Términos y condiciones de la información © El Mercurio S.A.P.

Las lumas y las dudas
Rafael Gumucio
Domingo 13 de Marzo de 2005, LUN.

Yo, como mucha gente, también quería a Gladys Marín, aunque seguro que la quería menos que Mauricio Israel, Hernán Larraín, Lily Pérez y otros cientos de figurones que asistieron al velorio de esta mujer que representaba todo lo contrario de lo que ellos representan.

Entrevisté a Gladys Marín tres o cuatro veces, las suficientes para percatarme de que estaba frente a una persona sensible, inteligente, culta y generosa, pero también inflexiblemente dogmática y cerrada cuando se tocaba el tema del sacrosanto pasado del Partido Comunista o de la sacrosanta Cuba de Fidel Castro. Pero me temo que tratar de recordar cómo hablaba, cómo actuaba, cómo pensaba Gladys Marín es, en este momento, inoportuno e innecesario.

En su gran mayoría, a las multitudes que el martes pasado acompañaban su féretro les importaba un pito Gladys Marín. Perfectamente podrían haber estado siguiendo los restos de Jaime Guzmán o del Gato Alquinta. En las grandes fiestas funerarias nacionales, el difunto es accesorio: lo importante es ejercer algo de ese voyerismo mortuorio al que somos tan adictos. La pena colectiva es una forma, como cualquier otra, de evadirse de la pena personal. Los homenajes unánimes son un modo de autocongratularse y manosearse el alma y, de paso, omitir los verdaderos defectos y cualidades del homenajeado.

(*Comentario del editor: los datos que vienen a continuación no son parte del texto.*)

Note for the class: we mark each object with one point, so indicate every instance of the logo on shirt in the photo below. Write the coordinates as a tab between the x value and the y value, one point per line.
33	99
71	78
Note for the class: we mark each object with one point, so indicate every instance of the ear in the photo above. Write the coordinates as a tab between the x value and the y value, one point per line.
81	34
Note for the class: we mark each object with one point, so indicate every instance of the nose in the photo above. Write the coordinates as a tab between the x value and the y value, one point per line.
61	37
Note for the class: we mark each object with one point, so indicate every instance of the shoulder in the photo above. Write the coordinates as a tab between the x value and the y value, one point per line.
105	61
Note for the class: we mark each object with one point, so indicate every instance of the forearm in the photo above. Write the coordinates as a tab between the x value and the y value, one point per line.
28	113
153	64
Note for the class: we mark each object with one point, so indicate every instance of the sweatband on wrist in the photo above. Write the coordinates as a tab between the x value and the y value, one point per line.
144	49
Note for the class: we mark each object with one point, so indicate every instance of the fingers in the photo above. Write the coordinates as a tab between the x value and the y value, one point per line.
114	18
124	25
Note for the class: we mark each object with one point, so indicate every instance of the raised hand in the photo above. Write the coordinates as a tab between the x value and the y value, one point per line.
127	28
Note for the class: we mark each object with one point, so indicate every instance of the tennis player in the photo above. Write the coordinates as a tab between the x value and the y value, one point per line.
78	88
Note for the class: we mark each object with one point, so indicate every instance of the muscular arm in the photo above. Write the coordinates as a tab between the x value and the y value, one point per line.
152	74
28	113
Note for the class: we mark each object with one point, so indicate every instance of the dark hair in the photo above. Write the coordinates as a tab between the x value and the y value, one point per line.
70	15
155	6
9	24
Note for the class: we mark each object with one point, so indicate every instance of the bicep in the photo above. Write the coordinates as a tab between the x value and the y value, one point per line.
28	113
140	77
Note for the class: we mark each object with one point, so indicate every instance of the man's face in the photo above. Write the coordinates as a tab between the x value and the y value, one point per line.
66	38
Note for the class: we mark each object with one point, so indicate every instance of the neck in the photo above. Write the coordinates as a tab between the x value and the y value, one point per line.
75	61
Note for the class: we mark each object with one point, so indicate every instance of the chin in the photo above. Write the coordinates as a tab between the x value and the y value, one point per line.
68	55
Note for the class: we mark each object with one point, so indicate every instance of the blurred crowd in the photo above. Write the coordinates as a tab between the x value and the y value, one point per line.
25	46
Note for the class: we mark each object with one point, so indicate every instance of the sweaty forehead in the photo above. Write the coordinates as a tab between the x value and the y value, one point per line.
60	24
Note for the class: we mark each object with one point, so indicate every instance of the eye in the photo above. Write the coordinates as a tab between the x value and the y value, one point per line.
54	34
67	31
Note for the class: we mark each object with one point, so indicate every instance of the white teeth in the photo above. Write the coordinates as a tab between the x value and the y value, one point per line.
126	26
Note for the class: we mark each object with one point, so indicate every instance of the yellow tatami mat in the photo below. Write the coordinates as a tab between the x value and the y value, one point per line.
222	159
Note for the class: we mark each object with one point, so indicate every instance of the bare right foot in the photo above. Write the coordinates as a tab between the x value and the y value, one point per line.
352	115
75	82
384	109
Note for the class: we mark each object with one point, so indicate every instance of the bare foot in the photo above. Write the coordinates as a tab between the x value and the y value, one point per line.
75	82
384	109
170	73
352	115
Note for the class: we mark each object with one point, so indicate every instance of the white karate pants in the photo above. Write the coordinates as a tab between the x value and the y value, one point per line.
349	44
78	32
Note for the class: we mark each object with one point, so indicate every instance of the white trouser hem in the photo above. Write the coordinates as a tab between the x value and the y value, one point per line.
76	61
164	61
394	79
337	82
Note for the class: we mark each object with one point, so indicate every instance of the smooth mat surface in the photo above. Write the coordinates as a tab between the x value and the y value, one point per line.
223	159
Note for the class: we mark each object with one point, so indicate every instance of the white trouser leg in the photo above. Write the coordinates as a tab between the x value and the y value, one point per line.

En todos los panegíricos funerarios que se han hecho de Gladys Marín se ha destacado su consecuencia, en circunstancias que esa característica es quizás la peor parte de su legado. Si yo insisto durante toda mi vida que en verano nieva o que Temuco queda al lado de Antofagasta y no pacto con las estaciones ni con la geografía, no soy un ejemplo de consecuencia, sino de estupidez. Y Gladys Marín puede haber sido cualquier cosa, menos estúpida. Si insistía en defender lo indefendible no era por inocencia ni por ignorancia, sino porque necesitaba vivir bajo el abrigador techo de un dogma: era valiente para enfrentarse con los guanacos y las lumas, pero no con las dudas, con las ambigüedades de una realidad en la que el bien y el mal no vienen definidos desde Moscú o La Habana.

No era el marxismo el lastre de Gladys Marín, sino la fe de la niña que no quiere rendirse ante la realidad y adaptar a ella sus ideas, pues prefiere mantenerla congelada en la nostalgia. Ser consecuente es muy fácil, ya que tener una sola idea siempre cuesta menos que tener dos o tres. Lo realmente difícil es saber decepcionarse sin ser decepcionante, vivir las contradicciones sin ser contradictorio, ser capaz de ver los defectos de los demás sin por eso dejar de amarlos o por lo menos de comprenderlos.

Por eso los verdaderos héroes del entierro del martes pasado fueron los hijos de Gladys Marín: esos hombres que durante toda su infancia se vieron privados de su madre por culpa de esa consecuencia sin límites y que, a pesar del abandono, tuvieron la entereza moral de perdonarla y amarla y recuperar el tiempo perdido. El dolor de esos hijos, pero también su alegría y su integridad, son el auténtico legado de Gladys Marín, una mujer polémica, compleja, admirable, temible y entrañablemente valiente.